Polisiye dizi veya film izlerken çoğumuzun denk geldiği bir sahne vardır. Cinayet ihtimali olan ancak kan izinin görünmediği bir ortam karartıldıktan sonra, uzman, ortamda belirli yerlere ve eşyalara bir sıvı püskürtür ve devamında
bazı yerlerde mavimsi bir parıltı görünür. Bu mavimsi parıltı ortamdaki kan izlerini görünür hale getirir ve böylece cinayetin çözümüne doğru yol alınmaya başlanır. Mavimsi parıltının kaynağı olan luminol ismindeki molekül bugüne kadar pek çok cinayetin aydınlatılmasında rol oynadı. Luminolün bunu nasıl gerçekleştirdiğini anlatmadan önce kısaca tarihçesine bakalım.
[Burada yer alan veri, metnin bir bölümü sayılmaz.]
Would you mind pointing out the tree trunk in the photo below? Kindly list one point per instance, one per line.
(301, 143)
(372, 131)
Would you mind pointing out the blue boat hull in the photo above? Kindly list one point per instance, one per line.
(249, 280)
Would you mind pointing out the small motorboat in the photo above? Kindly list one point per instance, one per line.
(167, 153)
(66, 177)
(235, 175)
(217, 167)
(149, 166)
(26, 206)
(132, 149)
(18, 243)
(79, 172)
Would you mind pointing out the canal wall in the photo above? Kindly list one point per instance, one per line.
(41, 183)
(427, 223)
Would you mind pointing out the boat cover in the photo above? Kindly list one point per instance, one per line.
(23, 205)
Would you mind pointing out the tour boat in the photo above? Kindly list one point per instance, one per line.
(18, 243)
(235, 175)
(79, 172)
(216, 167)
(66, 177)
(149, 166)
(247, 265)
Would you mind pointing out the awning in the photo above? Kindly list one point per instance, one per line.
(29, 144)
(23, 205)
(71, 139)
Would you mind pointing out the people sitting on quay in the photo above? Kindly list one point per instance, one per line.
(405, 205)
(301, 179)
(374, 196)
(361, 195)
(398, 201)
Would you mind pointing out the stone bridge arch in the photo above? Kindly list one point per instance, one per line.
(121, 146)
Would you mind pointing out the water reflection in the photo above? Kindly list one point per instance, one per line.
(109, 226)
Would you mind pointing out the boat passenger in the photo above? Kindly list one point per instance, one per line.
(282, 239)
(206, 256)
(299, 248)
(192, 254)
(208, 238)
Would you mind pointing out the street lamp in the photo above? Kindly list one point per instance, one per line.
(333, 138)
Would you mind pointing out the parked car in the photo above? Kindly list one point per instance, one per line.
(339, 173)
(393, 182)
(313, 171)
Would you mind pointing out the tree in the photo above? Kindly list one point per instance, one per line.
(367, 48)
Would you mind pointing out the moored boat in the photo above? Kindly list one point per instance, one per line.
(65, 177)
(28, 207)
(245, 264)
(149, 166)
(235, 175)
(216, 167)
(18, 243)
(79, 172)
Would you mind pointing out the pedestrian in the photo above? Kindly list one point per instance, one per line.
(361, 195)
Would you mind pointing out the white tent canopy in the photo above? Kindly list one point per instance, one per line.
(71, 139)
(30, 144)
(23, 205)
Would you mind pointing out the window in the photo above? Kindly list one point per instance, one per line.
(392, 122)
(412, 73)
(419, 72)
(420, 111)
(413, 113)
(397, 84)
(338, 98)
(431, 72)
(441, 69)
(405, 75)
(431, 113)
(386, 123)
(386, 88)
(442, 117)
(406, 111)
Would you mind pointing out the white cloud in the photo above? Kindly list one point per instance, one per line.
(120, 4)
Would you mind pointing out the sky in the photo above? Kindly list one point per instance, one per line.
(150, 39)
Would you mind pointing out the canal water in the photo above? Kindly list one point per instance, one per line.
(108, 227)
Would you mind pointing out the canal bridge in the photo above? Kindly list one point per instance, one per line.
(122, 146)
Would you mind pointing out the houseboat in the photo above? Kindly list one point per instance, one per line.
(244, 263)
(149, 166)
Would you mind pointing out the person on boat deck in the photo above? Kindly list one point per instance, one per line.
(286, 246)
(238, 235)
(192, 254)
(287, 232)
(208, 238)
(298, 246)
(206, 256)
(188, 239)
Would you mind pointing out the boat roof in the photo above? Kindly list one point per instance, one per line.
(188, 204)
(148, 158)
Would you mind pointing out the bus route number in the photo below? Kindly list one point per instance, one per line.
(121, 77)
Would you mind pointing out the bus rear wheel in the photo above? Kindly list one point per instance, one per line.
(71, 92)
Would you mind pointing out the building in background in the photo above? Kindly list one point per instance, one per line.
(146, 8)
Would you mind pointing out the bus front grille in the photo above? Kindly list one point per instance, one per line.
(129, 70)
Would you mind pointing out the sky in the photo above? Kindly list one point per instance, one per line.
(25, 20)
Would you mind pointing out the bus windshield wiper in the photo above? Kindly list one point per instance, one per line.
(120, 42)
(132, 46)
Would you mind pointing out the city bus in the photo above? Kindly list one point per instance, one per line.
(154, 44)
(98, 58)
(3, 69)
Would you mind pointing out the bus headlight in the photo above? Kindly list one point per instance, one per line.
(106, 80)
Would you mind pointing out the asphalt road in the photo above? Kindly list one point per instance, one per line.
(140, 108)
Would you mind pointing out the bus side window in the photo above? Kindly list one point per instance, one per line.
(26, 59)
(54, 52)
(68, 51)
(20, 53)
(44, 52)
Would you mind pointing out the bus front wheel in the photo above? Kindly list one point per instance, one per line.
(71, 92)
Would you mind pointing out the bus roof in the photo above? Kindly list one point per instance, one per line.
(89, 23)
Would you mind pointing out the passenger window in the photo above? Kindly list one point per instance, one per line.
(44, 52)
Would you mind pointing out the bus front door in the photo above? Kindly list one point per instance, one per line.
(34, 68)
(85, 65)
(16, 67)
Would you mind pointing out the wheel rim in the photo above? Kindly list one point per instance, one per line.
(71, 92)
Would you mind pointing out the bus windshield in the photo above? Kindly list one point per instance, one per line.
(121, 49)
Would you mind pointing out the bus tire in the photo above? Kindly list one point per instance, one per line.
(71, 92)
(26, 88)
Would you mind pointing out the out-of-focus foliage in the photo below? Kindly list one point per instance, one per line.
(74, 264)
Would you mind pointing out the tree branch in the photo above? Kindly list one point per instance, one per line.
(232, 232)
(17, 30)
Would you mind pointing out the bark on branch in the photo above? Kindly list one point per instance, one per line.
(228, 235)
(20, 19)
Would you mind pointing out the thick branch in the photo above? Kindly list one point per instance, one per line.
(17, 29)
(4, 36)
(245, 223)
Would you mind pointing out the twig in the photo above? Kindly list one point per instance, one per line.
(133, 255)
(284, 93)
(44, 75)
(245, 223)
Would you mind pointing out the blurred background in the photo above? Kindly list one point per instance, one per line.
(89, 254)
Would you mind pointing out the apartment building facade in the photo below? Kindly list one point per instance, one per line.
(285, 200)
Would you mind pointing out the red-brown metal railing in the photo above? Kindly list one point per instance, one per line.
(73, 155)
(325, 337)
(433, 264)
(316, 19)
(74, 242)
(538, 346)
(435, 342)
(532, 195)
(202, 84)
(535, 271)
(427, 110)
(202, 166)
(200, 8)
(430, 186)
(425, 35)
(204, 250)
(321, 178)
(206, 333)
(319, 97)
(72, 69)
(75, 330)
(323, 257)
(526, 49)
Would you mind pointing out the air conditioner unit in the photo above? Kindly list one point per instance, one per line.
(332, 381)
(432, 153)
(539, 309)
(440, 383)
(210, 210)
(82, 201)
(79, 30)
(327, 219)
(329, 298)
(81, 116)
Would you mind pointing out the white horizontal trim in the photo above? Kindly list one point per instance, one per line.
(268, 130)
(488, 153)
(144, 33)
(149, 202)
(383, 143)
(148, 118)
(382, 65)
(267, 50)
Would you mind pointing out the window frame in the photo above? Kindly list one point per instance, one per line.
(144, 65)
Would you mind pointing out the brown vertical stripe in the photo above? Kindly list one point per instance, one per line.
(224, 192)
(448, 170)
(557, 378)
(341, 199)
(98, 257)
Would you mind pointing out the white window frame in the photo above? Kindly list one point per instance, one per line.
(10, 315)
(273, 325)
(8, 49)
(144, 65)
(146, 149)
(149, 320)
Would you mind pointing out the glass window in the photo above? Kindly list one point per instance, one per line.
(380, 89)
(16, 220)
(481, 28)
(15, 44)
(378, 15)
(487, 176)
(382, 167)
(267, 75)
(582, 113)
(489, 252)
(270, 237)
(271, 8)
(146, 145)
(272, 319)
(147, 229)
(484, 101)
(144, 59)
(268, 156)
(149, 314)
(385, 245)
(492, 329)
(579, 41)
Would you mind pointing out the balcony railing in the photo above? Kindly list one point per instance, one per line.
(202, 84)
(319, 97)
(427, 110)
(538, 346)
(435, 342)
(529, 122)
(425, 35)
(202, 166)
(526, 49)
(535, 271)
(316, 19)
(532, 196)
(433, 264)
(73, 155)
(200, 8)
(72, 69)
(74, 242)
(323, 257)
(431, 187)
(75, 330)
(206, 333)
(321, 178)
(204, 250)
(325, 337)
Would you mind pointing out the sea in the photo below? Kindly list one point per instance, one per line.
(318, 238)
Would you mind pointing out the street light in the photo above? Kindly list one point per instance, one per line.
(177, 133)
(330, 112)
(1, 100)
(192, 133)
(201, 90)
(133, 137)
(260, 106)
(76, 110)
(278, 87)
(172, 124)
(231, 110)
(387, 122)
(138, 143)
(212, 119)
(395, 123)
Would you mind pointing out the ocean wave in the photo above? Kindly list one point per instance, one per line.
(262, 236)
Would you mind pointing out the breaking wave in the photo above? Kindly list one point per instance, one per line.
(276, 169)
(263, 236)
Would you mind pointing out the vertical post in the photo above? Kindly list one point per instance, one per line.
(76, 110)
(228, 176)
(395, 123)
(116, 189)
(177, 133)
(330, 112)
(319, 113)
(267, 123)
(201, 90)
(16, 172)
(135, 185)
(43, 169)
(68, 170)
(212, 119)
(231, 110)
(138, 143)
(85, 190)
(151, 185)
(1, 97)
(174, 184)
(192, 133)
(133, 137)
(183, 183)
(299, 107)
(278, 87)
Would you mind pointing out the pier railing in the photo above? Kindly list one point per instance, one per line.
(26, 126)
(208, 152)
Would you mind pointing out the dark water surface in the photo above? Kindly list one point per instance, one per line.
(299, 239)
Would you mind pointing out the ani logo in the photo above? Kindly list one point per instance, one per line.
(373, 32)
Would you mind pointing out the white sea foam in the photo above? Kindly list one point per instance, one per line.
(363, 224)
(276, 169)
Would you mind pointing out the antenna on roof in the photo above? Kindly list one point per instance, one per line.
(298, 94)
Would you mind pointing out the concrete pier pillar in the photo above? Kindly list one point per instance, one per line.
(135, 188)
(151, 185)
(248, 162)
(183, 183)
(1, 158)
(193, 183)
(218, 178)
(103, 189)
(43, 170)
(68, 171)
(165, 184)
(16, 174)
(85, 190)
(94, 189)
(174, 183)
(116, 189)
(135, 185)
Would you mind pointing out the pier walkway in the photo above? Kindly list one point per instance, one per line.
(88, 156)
Luminol ilk kez 1902 yılında Almanya’da sentezlendi. Teknik adı 3-aminofitalhidrazit olan bu molekül luminol adını 1920’li yılların sonunda aldı. Adli olaylarda kullanımı 1937’de gündeme gelen luminolün 1942’de bilim insanları tarafından adli vakalarda kan tespitinde kullanılması tavsiye edildi.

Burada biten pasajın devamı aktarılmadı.